Gene Therapy for Blindness Approved by FDA in Groundbreaking Moment for DNA-Based Medicine

eye for gene editing
An eye is seen August 11, 2005 in Sydney, Australia. Ian Waldie/Getty Images

The Food and Drug Administration approved a groundbreaking gene therapy to treat a rare form of blindness Wednesday. The drug, Luxturna, is intended to treat a genetic form of blindness called retinal blindness that affects about 1,000 to 2,000 people in the United States. The price of the treatment—widely speculated to be $1 million—will not be announced until early January, according to a spokesperson.

"It really is a trailblazer for using gene delivery," Stephen Rose tells Newsweek. Rose is the chief scientific officer of the Foundation Fighting Blindness, which funded some of the preliminary research on the therapy. (The treatment, first developed at the Children's Hospital of Philadelphia, has been licensed to Spark Therapeutics.)

"Now there's a map that shows how you do it, what needs to be done, what the FDA and other regulatory groups are going to be looking for," he said. "It provides that proof of concept and proof of principle in humans that it's doable."

Gene therapy can be defined, broadly, as treatments using genes in some way. Genes can cause or contribute to myriad diseases, either because they are expressed or because they are not. (Expressed, generally, means that the genes are used to create proteins, which can then do stuff within a cell or outside of it.)

FDA Commissioner Scott Gottlieb referred to this year as "an inflection point in medicine and health" during a press conference on Tuesday.

Luxturna's approval could even open the door to approvals of other gene-based therapies, Rose said, including gene editing tools like CRISPR. Gene editing would create a permanent change in the genetic code of a cell. In Luxturna's case, the treatment is based on putting in extra copies of a gene into retinal cells.

The copies are delivered through a virus that's injected underneath a patient's retina. From those copies of the gene, called RPE-65, cells' own machinery can create more of the protein that they're missing. In this case, that protein is crucial to retinal cells' surival and ability to send signals to the brain. Because Luxturna doesn't permanently modify the DNA sequence of cells, that means that if the cell eventually breaks down those spare copies of the gene, then the cells will wind up right back where they started—with not enough protein being made.
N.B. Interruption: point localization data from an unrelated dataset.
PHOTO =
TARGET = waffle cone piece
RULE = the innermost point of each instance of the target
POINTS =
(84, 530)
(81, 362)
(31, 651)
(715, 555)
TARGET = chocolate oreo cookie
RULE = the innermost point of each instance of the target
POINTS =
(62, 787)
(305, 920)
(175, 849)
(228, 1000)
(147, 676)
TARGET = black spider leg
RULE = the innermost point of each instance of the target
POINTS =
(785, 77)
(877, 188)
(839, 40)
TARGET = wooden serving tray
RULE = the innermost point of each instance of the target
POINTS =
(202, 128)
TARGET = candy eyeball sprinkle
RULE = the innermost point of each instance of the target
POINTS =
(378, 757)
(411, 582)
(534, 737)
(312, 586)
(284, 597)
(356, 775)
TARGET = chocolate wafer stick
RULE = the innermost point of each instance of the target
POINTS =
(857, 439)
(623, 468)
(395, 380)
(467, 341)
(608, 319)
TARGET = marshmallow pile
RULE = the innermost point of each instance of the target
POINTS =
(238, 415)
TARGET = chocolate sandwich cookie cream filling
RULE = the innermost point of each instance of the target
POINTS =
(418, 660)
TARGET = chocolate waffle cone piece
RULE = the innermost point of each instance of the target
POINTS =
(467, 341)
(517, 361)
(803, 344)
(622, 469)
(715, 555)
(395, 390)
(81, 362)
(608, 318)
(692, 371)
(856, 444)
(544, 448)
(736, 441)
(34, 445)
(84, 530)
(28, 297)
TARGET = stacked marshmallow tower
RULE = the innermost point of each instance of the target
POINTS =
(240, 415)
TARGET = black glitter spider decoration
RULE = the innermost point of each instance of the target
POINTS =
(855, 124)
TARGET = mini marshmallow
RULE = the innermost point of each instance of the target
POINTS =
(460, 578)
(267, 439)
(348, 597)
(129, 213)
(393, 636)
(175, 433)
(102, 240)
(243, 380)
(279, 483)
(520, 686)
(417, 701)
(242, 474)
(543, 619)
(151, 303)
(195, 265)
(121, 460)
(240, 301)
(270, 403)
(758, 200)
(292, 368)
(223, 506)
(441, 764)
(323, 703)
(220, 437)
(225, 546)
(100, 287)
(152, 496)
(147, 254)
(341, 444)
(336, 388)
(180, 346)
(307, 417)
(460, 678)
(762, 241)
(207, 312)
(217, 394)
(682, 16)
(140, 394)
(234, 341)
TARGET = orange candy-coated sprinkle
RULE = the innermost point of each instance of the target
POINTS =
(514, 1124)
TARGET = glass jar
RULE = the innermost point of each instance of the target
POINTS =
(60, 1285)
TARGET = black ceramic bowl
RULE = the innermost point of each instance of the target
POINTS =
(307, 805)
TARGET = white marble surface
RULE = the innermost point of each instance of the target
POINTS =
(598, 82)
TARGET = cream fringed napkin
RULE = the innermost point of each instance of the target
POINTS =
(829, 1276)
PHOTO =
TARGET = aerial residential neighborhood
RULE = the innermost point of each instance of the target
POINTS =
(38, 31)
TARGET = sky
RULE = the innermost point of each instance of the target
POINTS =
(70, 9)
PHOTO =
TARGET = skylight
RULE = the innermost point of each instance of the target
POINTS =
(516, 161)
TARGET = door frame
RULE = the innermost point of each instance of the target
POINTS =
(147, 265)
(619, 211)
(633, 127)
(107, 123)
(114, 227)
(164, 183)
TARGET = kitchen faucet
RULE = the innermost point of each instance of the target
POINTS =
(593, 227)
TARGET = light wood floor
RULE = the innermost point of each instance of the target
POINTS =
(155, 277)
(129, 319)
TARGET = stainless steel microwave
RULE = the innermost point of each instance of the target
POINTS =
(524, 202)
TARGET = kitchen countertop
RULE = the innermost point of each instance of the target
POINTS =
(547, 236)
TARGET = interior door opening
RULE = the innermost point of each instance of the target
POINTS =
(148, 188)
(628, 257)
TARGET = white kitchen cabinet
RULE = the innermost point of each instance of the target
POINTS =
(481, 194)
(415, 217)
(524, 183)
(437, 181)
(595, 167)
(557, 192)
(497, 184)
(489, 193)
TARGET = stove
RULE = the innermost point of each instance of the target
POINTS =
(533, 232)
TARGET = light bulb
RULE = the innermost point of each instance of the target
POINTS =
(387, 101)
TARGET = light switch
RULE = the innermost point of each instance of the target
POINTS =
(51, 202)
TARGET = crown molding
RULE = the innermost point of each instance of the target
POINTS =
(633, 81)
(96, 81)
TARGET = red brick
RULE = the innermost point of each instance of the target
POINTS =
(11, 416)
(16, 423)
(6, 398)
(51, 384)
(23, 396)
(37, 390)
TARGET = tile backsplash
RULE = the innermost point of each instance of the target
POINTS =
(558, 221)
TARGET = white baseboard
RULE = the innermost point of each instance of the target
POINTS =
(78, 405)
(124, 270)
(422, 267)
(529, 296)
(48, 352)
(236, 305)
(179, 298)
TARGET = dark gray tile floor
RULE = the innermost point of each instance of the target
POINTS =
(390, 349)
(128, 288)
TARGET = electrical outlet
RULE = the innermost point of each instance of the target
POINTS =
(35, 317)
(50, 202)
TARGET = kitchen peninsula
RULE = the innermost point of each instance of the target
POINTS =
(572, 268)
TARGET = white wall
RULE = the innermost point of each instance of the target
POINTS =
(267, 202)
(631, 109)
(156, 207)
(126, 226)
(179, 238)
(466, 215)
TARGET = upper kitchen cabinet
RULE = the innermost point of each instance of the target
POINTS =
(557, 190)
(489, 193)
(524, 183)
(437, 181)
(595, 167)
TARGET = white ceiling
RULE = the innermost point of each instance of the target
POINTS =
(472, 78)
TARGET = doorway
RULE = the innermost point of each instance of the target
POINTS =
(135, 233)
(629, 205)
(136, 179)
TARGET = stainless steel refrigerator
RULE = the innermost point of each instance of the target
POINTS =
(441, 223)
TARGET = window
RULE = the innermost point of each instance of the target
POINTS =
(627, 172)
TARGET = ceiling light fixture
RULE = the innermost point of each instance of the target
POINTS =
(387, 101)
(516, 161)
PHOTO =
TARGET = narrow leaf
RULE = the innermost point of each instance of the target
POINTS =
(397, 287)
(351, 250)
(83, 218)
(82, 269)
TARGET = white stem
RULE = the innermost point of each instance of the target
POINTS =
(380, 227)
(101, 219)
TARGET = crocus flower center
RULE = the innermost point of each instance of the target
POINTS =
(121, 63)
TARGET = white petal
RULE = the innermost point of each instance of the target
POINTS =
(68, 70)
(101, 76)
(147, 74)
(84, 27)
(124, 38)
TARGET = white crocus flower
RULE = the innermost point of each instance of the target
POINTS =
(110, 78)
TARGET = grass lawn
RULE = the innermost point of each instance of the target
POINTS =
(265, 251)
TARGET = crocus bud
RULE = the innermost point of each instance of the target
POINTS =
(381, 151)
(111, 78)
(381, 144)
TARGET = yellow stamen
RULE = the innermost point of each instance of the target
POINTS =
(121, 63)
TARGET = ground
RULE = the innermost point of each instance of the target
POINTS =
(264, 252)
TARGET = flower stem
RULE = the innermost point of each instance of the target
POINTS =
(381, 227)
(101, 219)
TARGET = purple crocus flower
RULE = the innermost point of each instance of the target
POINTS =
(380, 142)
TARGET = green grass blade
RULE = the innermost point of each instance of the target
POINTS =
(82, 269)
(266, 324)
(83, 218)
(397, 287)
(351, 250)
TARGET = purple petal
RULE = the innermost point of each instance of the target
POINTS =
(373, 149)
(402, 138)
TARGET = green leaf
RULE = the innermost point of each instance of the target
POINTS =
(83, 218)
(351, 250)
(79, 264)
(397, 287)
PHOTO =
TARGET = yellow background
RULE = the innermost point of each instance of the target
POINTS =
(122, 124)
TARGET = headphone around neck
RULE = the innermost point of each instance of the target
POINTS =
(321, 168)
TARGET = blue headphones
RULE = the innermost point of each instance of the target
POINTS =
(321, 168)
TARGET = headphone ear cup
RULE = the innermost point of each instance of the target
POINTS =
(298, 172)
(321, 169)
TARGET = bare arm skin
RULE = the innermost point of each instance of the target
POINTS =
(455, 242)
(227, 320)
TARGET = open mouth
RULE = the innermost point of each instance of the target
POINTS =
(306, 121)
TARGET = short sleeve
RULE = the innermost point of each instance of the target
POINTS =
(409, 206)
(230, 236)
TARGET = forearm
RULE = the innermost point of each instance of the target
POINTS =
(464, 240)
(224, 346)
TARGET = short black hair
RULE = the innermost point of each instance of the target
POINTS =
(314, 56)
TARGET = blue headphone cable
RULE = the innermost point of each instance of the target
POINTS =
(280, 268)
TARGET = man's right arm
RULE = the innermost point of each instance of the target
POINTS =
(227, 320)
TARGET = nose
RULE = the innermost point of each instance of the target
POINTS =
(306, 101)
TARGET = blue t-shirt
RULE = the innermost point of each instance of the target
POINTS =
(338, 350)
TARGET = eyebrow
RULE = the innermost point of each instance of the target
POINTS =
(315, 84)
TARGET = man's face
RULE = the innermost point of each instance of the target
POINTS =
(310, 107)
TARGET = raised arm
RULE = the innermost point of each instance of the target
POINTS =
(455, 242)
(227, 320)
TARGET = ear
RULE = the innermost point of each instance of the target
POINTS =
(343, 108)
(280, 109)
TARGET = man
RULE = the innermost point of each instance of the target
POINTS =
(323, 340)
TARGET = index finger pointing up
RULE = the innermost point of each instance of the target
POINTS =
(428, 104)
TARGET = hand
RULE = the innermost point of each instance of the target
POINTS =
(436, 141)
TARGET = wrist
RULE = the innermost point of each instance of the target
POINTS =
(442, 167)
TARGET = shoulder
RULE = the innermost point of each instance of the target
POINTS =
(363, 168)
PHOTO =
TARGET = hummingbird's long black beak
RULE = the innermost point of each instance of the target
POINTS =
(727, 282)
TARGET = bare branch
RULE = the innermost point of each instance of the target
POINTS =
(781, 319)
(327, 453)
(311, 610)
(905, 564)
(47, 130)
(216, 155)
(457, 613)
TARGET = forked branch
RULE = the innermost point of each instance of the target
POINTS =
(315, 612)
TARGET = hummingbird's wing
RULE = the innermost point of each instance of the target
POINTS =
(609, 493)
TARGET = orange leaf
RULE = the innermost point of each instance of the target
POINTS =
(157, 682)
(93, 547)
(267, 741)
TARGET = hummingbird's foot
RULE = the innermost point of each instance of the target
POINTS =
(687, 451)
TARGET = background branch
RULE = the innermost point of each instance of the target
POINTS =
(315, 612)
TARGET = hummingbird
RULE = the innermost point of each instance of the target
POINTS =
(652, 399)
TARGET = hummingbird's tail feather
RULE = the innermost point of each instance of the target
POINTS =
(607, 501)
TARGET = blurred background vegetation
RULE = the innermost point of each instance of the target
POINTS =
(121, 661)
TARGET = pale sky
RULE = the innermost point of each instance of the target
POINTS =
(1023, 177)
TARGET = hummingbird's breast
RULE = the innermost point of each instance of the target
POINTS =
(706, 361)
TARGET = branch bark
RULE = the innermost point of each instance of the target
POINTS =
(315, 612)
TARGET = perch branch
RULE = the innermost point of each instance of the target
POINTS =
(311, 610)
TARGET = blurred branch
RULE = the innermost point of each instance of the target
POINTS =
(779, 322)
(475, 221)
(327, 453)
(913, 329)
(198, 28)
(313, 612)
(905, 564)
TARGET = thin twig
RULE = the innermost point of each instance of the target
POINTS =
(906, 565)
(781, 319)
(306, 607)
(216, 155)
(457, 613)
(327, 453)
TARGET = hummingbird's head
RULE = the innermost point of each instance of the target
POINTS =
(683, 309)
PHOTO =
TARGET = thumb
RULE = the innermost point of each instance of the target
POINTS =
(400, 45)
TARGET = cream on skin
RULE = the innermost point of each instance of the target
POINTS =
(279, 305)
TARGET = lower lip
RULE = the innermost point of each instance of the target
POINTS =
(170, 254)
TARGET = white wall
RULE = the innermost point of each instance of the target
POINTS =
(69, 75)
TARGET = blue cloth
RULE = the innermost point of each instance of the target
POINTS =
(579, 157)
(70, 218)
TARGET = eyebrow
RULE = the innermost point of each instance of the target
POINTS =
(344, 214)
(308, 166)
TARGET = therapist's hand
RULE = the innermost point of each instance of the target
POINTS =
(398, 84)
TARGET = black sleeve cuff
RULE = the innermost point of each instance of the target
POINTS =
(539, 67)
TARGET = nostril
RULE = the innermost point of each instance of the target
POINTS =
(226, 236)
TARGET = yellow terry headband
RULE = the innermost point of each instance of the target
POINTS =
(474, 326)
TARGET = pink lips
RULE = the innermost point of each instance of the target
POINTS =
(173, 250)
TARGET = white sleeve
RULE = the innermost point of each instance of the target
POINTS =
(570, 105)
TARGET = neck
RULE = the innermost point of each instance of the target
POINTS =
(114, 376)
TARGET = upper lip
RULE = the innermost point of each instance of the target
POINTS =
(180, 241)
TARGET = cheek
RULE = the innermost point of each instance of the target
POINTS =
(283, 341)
When asked if the experience of Luxturna's approval might influence the FDA's approach to a future gene editing-based therapy, Dr. Peter Marks, director of the FDA's Center for Biologics Evaluation and Research, said that each approval has helped the agency understand what exactly needs to be evaluated. That includes the way treatments are manufactured and the monitoring that's done after patients are treated. "I think this is helping the agency develop increasing amount of knowledge that will help us," he said. "Obviously every new product will have new aspects and new challenges to it."

According to a press release from the University of Pennsylvania, 41 patients in the United States have been treated with the therapy so far. "It has been amazing watching them grow up," said Bennett. "It's like they are an extended part of our family," Dr. Jean Bennett, one of the leaders of the research behind the therapy said in a press release.

In the future, Luxturna will be offered at a few centers across the country.